Restiefrom SopherApps

Details

  • Name Restie
  • Summary A CLI app that extracts data from any REST API serving XML, JSON (etc), transforms it into Client style JSON and sends it to a PubSubQ instance to publish to its subscribers
  • Price (Monthly) 1,000,000 UGX
  • Free Trial 7 days
  • Category ETL
  • Tags etl rest pubsub
  • Download

Description

This is a simple app that queries a given REST API at a given interval (including once at the start), transforms the data returned into client-style JSON and pushes it over to a PubSubQ instance. It handles REST APIs that return XML, JSON, or CSV.

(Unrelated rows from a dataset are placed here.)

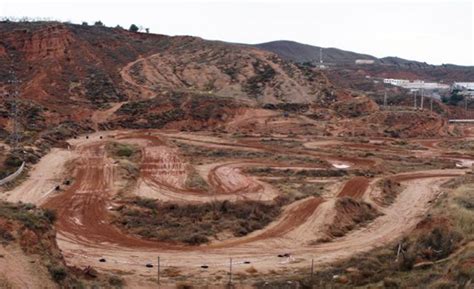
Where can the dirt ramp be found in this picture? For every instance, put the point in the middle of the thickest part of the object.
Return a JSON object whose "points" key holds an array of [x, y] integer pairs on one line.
{"points": [[354, 188], [349, 214]]}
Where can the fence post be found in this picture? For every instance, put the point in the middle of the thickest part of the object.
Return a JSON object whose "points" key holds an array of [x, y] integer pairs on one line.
{"points": [[158, 270], [230, 272]]}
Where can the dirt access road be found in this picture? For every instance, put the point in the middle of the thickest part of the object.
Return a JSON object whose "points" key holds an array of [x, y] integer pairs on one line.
{"points": [[85, 234]]}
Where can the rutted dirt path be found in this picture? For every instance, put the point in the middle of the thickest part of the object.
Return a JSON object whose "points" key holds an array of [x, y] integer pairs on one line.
{"points": [[85, 233]]}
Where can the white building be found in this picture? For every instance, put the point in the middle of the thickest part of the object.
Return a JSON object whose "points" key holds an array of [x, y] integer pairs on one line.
{"points": [[417, 84], [463, 85], [364, 61], [396, 82]]}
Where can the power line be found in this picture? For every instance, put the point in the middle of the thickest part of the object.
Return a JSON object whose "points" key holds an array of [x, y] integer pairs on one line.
{"points": [[12, 99]]}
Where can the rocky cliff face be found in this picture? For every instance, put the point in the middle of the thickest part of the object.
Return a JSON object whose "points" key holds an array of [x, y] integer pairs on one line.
{"points": [[80, 76], [50, 41]]}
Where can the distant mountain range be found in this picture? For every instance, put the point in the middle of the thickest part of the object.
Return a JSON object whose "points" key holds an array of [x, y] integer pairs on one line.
{"points": [[384, 67], [300, 52]]}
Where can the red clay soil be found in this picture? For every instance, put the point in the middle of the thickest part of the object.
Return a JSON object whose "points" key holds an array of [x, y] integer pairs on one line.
{"points": [[354, 188], [82, 209], [292, 219], [409, 177]]}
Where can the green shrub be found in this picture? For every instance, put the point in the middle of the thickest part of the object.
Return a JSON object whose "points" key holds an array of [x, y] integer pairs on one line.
{"points": [[116, 281], [58, 273]]}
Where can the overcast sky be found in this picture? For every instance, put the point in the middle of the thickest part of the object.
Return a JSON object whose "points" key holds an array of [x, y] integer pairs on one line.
{"points": [[433, 31]]}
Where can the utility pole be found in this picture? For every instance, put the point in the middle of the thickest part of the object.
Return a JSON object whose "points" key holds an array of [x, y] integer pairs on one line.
{"points": [[13, 100], [320, 55], [414, 99], [230, 272], [422, 98], [158, 271]]}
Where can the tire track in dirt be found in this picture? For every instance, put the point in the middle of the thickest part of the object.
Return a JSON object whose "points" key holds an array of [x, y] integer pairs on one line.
{"points": [[84, 226]]}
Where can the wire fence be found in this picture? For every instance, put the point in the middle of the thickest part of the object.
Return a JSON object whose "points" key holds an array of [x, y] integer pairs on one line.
{"points": [[13, 176]]}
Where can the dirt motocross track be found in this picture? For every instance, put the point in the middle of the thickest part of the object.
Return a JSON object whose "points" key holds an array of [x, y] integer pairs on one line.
{"points": [[85, 232]]}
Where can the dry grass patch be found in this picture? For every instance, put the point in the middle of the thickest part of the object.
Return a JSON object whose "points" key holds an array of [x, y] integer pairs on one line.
{"points": [[194, 224]]}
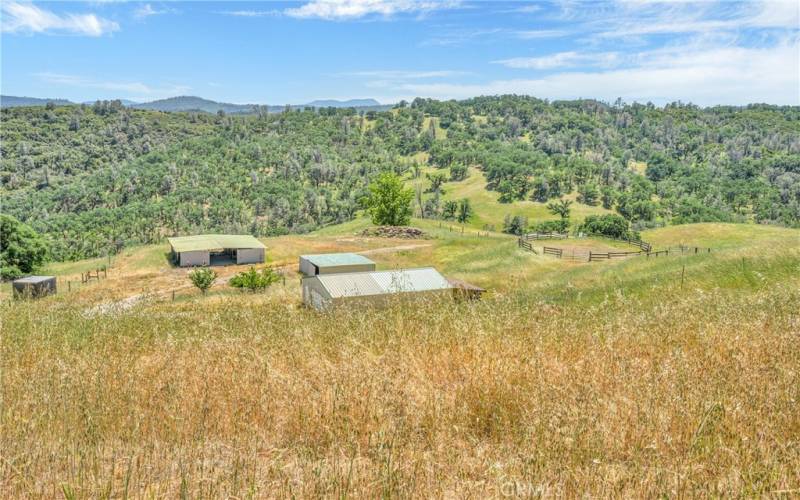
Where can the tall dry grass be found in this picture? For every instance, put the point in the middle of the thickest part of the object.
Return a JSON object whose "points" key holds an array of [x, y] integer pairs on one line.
{"points": [[696, 393]]}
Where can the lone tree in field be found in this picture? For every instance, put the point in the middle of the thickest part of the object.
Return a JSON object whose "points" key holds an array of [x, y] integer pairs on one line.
{"points": [[560, 208], [390, 201], [203, 278], [22, 250], [255, 281]]}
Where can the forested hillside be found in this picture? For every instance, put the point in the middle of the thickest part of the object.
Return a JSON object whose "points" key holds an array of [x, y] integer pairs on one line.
{"points": [[95, 178]]}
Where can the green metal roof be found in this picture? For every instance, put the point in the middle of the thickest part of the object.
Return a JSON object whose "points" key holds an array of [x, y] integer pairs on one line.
{"points": [[336, 259], [213, 242], [383, 282]]}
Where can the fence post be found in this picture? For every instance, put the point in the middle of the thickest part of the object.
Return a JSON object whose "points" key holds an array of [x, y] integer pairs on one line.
{"points": [[683, 272]]}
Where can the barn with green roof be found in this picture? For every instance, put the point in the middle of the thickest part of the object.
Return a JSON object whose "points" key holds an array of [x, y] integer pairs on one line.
{"points": [[216, 250]]}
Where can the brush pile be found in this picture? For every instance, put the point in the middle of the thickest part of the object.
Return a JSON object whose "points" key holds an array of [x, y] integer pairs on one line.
{"points": [[403, 232]]}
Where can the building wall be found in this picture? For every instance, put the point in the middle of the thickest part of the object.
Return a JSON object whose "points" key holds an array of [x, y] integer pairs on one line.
{"points": [[387, 299], [195, 258], [249, 255]]}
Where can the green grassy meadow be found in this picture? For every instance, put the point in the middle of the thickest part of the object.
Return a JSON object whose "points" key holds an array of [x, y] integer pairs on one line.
{"points": [[674, 376]]}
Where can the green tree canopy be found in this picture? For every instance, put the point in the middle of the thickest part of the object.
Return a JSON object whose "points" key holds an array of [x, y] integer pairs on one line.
{"points": [[390, 201], [254, 280], [203, 278], [22, 250]]}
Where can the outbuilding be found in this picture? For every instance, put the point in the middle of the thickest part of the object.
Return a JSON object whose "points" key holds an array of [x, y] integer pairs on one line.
{"points": [[216, 250], [34, 286], [325, 290], [330, 263]]}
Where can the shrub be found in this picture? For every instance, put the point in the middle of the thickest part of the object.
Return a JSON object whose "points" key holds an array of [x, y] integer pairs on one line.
{"points": [[516, 224], [203, 278], [254, 280], [22, 250], [552, 226]]}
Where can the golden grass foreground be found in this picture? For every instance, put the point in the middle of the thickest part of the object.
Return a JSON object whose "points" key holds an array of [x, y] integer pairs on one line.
{"points": [[689, 393]]}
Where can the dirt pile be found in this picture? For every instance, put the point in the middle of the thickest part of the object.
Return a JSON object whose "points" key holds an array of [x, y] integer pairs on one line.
{"points": [[403, 232]]}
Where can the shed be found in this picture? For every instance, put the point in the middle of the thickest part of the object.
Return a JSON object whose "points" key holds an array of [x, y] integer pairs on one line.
{"points": [[324, 290], [329, 263], [34, 286], [216, 250]]}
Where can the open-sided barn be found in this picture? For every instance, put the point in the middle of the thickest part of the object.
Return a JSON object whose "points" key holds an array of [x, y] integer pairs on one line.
{"points": [[216, 249], [329, 263]]}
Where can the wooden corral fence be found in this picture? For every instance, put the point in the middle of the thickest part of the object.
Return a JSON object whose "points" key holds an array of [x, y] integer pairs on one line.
{"points": [[642, 245], [544, 236], [555, 252], [598, 256], [88, 276], [593, 256]]}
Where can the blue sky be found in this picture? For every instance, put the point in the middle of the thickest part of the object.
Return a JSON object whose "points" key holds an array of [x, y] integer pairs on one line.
{"points": [[292, 52]]}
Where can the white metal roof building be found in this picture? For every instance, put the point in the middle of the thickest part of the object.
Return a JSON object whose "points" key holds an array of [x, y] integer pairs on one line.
{"points": [[327, 263], [324, 290], [216, 249]]}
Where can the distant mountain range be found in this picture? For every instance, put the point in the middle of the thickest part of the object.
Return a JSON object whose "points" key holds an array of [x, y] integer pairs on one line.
{"points": [[193, 103]]}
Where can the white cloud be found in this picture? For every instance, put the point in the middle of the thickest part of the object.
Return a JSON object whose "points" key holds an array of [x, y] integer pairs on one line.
{"points": [[536, 34], [403, 74], [27, 18], [654, 18], [250, 13], [114, 86], [704, 76], [562, 60], [339, 10], [147, 10]]}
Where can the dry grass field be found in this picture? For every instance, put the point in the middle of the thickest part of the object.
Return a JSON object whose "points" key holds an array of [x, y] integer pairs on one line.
{"points": [[568, 379]]}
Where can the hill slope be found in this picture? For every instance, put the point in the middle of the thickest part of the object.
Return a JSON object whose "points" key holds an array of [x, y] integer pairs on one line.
{"points": [[618, 370]]}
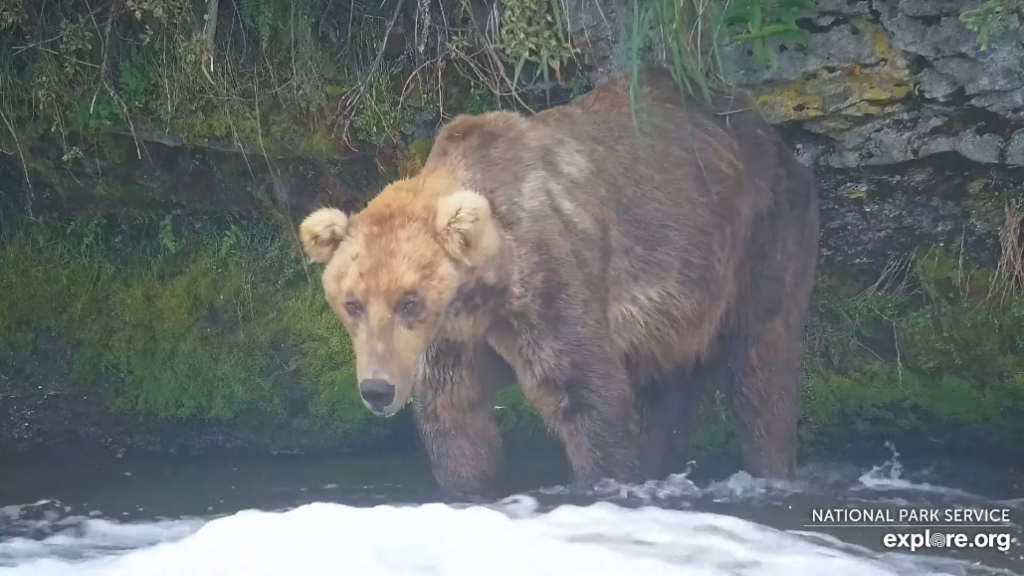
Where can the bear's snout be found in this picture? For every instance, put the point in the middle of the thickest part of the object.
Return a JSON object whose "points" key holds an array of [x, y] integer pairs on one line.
{"points": [[377, 394]]}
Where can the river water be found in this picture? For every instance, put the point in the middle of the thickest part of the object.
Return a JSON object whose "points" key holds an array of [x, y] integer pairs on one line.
{"points": [[296, 517]]}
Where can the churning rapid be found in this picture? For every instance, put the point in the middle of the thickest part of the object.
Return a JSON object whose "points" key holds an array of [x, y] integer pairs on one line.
{"points": [[659, 528]]}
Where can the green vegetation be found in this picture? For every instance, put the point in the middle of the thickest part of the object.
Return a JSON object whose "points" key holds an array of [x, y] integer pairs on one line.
{"points": [[990, 17], [178, 318], [196, 319], [218, 319]]}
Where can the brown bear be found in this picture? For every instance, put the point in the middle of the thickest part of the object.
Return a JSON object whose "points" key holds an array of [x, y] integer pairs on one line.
{"points": [[615, 265]]}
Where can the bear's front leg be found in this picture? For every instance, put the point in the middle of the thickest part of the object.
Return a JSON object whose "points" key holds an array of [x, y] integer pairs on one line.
{"points": [[587, 401], [454, 404]]}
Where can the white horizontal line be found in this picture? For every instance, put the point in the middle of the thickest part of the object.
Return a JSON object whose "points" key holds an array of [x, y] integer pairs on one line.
{"points": [[907, 526]]}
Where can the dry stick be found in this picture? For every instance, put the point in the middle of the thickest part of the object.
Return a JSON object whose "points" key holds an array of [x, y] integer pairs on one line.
{"points": [[104, 78], [496, 63], [366, 81], [210, 34], [20, 153]]}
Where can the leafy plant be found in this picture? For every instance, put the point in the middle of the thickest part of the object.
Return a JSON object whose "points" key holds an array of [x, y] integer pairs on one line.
{"points": [[765, 19]]}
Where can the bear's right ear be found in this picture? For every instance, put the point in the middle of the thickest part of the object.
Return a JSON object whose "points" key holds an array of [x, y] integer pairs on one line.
{"points": [[465, 228], [322, 232]]}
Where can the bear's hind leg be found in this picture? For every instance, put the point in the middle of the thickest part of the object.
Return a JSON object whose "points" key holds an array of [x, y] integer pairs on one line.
{"points": [[667, 407], [765, 397], [590, 408]]}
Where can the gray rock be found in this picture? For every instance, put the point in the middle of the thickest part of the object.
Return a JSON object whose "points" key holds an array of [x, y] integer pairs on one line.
{"points": [[1015, 149], [933, 84], [980, 148]]}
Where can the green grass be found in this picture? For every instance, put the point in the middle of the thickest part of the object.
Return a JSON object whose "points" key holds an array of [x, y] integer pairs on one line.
{"points": [[213, 323]]}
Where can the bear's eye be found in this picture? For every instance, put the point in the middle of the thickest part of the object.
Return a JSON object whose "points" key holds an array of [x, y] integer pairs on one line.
{"points": [[353, 309], [408, 306]]}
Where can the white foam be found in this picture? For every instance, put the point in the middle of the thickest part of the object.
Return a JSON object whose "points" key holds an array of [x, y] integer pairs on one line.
{"points": [[442, 540]]}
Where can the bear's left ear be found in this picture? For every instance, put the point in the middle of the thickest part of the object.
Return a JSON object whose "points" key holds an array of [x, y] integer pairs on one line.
{"points": [[322, 232], [465, 228]]}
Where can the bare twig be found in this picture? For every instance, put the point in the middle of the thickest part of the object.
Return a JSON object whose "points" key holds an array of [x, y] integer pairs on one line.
{"points": [[17, 144], [210, 35]]}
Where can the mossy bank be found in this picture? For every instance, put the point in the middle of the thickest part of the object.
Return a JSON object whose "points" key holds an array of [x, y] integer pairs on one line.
{"points": [[189, 333]]}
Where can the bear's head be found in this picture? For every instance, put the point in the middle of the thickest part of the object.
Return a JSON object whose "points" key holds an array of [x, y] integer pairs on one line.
{"points": [[393, 272]]}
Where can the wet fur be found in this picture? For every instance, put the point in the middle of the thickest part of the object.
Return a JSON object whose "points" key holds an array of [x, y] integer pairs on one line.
{"points": [[624, 278]]}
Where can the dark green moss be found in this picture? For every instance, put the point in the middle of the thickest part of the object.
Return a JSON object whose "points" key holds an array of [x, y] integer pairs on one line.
{"points": [[196, 319]]}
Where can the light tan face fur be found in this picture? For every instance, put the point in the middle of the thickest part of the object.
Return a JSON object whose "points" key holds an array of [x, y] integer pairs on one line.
{"points": [[392, 271]]}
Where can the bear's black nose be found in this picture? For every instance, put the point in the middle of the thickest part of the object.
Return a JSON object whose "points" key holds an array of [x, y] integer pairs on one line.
{"points": [[377, 393]]}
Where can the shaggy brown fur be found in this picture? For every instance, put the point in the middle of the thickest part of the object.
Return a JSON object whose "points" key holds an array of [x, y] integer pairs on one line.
{"points": [[614, 277]]}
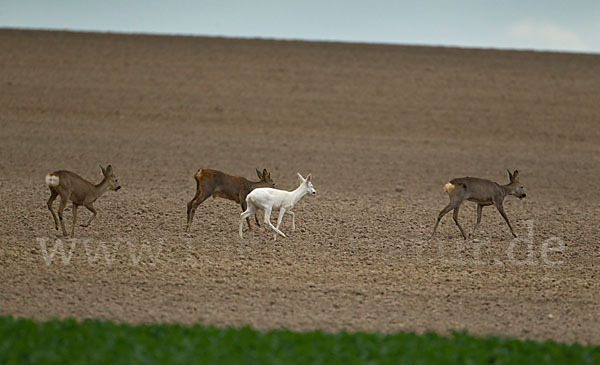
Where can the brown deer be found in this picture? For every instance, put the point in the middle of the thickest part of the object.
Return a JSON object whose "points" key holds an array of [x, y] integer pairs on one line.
{"points": [[218, 184], [73, 187], [483, 192]]}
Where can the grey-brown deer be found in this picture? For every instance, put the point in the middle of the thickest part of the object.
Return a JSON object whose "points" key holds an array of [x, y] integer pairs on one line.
{"points": [[78, 190], [483, 192], [219, 184]]}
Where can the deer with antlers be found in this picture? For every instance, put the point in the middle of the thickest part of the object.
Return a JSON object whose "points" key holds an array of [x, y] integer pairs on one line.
{"points": [[73, 187], [219, 184], [269, 199], [483, 192]]}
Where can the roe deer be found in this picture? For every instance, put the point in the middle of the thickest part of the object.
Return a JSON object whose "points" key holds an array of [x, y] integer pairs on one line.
{"points": [[269, 199], [218, 184], [483, 192], [73, 187]]}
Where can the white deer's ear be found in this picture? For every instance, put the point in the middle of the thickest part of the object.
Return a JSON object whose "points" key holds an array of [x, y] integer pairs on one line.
{"points": [[515, 176]]}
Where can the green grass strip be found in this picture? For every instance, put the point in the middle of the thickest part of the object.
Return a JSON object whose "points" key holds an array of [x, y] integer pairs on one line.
{"points": [[25, 341]]}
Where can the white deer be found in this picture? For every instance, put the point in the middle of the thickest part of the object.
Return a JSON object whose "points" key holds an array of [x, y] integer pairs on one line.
{"points": [[268, 199]]}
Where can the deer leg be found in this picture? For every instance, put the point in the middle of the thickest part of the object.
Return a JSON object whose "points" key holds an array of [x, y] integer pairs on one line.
{"points": [[53, 195], [256, 219], [91, 208], [279, 219], [449, 207], [503, 214], [479, 211], [61, 208], [293, 219], [244, 206], [268, 221], [455, 217], [193, 205], [75, 206], [247, 213]]}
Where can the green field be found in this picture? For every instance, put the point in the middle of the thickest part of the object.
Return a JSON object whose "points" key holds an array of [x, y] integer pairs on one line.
{"points": [[88, 342]]}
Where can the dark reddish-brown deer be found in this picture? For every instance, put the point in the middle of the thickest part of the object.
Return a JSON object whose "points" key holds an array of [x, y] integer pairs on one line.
{"points": [[218, 184], [73, 187], [483, 192]]}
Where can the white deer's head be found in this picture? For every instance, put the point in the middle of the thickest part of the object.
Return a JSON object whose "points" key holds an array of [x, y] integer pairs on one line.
{"points": [[308, 183]]}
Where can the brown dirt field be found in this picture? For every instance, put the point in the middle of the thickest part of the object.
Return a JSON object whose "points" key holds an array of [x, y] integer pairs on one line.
{"points": [[381, 128]]}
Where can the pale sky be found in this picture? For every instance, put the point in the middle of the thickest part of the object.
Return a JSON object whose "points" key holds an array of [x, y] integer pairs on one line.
{"points": [[566, 25]]}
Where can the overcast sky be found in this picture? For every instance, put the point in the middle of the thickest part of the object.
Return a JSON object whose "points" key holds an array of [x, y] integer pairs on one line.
{"points": [[567, 25]]}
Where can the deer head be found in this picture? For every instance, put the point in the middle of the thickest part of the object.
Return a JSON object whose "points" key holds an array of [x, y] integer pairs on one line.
{"points": [[308, 183], [516, 188], [110, 177], [265, 176]]}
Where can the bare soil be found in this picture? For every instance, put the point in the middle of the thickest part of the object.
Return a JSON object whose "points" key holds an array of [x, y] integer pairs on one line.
{"points": [[381, 128]]}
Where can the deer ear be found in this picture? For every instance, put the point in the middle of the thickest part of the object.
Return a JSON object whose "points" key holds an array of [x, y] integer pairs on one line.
{"points": [[515, 177]]}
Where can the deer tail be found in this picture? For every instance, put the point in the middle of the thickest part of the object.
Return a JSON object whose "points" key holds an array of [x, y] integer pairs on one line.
{"points": [[449, 187], [52, 180]]}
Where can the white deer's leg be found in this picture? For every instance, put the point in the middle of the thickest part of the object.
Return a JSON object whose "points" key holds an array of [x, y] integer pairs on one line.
{"points": [[279, 218], [249, 211], [268, 221], [293, 219]]}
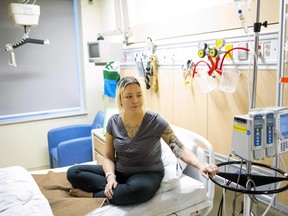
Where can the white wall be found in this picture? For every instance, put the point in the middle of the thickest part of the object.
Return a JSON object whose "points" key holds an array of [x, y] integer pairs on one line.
{"points": [[25, 144]]}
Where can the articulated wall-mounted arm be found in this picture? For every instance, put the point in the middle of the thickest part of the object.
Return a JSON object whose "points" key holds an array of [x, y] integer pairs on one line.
{"points": [[25, 39]]}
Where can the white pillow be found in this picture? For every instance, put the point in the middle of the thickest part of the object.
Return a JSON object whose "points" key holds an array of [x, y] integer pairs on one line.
{"points": [[170, 178]]}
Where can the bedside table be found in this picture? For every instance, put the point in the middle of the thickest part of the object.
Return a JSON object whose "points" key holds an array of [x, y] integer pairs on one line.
{"points": [[98, 142]]}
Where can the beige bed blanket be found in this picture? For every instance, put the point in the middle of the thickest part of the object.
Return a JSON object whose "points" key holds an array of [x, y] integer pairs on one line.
{"points": [[55, 187]]}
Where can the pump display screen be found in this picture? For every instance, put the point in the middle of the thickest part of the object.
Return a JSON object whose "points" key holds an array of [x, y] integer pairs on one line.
{"points": [[284, 125]]}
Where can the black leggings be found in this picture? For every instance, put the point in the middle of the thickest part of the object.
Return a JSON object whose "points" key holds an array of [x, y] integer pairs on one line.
{"points": [[136, 188]]}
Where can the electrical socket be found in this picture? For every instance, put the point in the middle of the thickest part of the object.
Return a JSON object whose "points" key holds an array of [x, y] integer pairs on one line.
{"points": [[266, 49], [242, 54]]}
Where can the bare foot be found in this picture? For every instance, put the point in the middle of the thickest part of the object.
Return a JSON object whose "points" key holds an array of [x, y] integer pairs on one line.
{"points": [[80, 193]]}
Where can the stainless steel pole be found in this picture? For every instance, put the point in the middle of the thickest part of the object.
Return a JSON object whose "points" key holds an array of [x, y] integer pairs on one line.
{"points": [[255, 62]]}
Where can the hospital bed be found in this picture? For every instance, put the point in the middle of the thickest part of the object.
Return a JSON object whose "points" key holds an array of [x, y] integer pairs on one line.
{"points": [[186, 193]]}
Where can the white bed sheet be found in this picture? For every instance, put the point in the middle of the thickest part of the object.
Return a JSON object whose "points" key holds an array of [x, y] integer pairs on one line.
{"points": [[20, 195], [189, 194]]}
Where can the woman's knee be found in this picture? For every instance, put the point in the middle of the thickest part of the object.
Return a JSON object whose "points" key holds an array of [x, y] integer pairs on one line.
{"points": [[72, 172]]}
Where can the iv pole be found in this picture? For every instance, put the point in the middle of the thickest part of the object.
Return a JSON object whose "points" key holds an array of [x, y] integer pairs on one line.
{"points": [[257, 29]]}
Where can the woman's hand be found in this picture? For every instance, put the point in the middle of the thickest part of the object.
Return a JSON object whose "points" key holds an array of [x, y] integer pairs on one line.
{"points": [[111, 184], [209, 168]]}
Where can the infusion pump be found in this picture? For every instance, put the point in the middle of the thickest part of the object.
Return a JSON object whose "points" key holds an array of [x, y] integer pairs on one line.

What is Client-style JSON?

Client-style JSON is the kind of JSON where a given dataset is represented by an object instead of an array. The object's keys are composite keys constructed from a list of primary key fields. The object's values the records. This has the advantage of ensuring client apps don't do any extra processing in case they are to display the data in list-like components like charts, tables, lists etc.

The client-style JSON can also have multiple datasets but they also will be in an object where the keys are the names of the datasets and the values are the client-style JSON for those datasets.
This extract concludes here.